As shown in Figure 7, when considering PIGS and Refined IBD calls at 0.5 centimorgans, there is an increase of 10% in the number of segments identified by PIGS over Refined IBD. After applying DASH and EMI to the input of both methods we see an increase of 8% and 7%, respectively, for PIGS input. It is clear that both DASH and EMI improve the power of both main approaches to detect IBD for use in association studies regardless of the segment size. DASH and EMI seem to perform similarly in terms of boosting power when called segments are bigger than 0.8 centimorgans, but EMI appears to have the upper hand for anything smaller. For example, at 0.5 centimorgans the difference between EMI and DASH for PIGS input is 8% but at 0.8 centimorgans the difference is only 0.8%. Across all segment sizes, we see increases of 4%, 3%, and 2.5% for PIGS, P-DASH, and P-EMI over their Refined IBD counterparts. The increases are more modest than in the simulated data, most likely due to the fact that without sequencing data we are underpowered to detect small segments of IBD even when trio phased genotypes are available.
Figure 7
Figure 7

Number of trio-IBD segments identified. The number of predicted segments that overlaps a trio-IBD segment is shown on the y-axis. The x-axis shows the size of the predicted IBD segment in centimorgans.

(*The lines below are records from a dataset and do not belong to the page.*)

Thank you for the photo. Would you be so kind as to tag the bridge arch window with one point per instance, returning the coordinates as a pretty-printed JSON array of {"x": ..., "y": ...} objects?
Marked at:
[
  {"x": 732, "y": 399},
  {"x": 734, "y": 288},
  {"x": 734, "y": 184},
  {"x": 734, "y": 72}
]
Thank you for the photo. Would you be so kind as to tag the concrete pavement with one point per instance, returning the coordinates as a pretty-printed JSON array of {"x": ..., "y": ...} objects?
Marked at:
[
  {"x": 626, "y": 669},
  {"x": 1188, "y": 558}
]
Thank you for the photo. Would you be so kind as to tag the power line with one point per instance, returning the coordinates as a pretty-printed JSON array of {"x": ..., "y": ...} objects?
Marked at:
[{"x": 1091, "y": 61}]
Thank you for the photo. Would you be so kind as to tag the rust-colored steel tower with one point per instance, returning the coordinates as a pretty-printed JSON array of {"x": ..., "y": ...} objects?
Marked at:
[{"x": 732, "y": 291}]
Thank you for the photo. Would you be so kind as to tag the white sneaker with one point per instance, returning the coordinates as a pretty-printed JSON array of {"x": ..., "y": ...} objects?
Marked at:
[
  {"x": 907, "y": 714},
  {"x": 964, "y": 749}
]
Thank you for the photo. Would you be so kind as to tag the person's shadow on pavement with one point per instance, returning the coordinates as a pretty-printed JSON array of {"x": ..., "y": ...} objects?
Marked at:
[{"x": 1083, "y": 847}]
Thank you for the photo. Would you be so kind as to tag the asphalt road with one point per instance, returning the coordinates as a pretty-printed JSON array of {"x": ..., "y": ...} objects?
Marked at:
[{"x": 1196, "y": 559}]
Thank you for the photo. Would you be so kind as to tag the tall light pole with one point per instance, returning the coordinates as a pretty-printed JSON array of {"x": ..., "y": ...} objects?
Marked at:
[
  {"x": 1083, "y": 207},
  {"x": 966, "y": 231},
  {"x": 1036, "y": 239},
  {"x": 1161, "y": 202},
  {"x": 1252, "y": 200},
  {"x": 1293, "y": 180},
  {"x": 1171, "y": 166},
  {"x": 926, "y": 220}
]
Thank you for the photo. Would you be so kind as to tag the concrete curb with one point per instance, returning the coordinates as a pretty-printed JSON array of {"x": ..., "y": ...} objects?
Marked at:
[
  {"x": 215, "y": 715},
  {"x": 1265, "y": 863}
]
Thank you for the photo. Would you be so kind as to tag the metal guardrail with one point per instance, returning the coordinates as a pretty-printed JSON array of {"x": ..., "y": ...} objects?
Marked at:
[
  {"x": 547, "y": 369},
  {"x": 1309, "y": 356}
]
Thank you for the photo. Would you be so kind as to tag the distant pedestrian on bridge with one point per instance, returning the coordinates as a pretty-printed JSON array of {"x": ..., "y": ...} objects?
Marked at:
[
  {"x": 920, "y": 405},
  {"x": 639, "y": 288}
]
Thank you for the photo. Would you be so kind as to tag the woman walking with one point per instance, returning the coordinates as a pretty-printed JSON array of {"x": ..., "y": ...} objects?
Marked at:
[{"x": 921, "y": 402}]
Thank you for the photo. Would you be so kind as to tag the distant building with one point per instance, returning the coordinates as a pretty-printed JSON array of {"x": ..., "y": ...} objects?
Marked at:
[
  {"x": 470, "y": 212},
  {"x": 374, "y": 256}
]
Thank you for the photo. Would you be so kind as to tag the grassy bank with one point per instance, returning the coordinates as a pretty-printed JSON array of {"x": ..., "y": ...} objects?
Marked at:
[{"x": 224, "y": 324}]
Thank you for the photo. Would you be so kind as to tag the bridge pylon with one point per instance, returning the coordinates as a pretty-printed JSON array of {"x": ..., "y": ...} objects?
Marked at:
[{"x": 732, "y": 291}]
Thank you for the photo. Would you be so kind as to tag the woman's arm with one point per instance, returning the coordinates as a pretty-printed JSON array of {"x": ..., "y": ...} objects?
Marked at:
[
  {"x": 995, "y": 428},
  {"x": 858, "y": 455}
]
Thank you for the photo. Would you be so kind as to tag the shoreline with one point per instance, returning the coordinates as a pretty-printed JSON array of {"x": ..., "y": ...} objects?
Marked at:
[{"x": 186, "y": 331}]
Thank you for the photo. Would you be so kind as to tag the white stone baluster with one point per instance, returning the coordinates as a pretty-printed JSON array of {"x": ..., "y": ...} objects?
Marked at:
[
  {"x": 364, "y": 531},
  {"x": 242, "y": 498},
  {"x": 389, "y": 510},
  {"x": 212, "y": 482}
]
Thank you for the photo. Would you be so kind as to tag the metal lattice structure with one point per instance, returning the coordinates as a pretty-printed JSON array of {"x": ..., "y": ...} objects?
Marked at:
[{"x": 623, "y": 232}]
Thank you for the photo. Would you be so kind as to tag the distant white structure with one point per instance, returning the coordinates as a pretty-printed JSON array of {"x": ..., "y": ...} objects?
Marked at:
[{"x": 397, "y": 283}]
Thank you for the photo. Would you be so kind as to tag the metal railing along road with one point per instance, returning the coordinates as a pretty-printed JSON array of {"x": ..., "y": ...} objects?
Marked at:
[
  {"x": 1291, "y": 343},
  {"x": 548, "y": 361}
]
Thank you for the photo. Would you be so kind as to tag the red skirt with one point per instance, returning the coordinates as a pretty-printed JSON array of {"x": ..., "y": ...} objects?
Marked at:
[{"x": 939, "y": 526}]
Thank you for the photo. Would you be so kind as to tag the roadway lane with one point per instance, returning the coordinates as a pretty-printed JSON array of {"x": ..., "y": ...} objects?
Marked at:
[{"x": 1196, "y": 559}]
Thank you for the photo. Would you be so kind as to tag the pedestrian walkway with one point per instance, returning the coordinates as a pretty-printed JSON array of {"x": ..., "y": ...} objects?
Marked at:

PIGS and Refined IBD called 3134591 and 2968480 segments that overlapped with at least one of trio-IBD segment, respectively, which equates to a 6% increase. Similar increases are also seen when using PIGS input to DASH and EMI, with a 4% increase (3177234 versus 3047734) for DASH and a 3% increase (3263594 versus 3158818) for EMI. 1330207 PIGS and 803527 Refined IBD calls did not overlap with any trio-IBD segments. Because we only have access to true positives in the real data, there is no perfect way to determine the false positive rate of any of these methods, and it could be argued that PIGS increases the power to detect IBD at the expense of a higher false positive rate. To determine if this was the case, we made random IBD calls along the genome. As an example consider the calls of size 0.5 centimorgans, where PIGS made 349221 calls and Refined IBD made 262064 calls, a difference of 87157 calls. Of these, 207122 PIGS and 187582 Refined IBD segments overlap a trio-IBD segment, which is an increase of 19540 segments. After making 87157 random calls (of length 0.5 centimorgans) we only identified 453 segments compared to the 19540 we observed originally. This means that even if Refined IBD were to make an additional 87157 random guesses along the genome we would not expect Refined IBD to have the same power as PIGS, showing the increase in performance is not entirely due to false positives. Furthermore, if we assumed all non-overlapping segments are false positives both Refined IBD and PIGS have an error rate over 20%, which is not reflective of the simulations where the error rate for both methods was below 1% (see Figure 4b) [14].

Given these results, we conclude that the increased performance in PIGS was not driven by the extra IBD calls and that the majority of the non-overlapping segments are indeed true as suggested by the simulation results. Assuming that the true false positive rate in real data is similar to simulation data, the large increase in predicted segments that overlap trio-IBD segments when using PIGS (with or without a clique calling method) shows the potential for substantial power increases when using PIGS for IBD mapping studies.

Conclusion

We have developed a new efficient method (PIGS) for simultaneously computing the probability of IBD between multiple haplotypes at a genomic region. PIGS combines the computational efficiency of pairwise methods with the power advantages of multiway methods. We demonstrated that PIGS converges to the correct probabilities of conditional IBD probabilities for small IBD graphs. For IBD graphs with both small and large numbers of individuals we showed that the approximate probabilities from PIGS produce a substantial improvement in the power to identify small IBD segments and recover IBD edges from cliques relative to previous approaches.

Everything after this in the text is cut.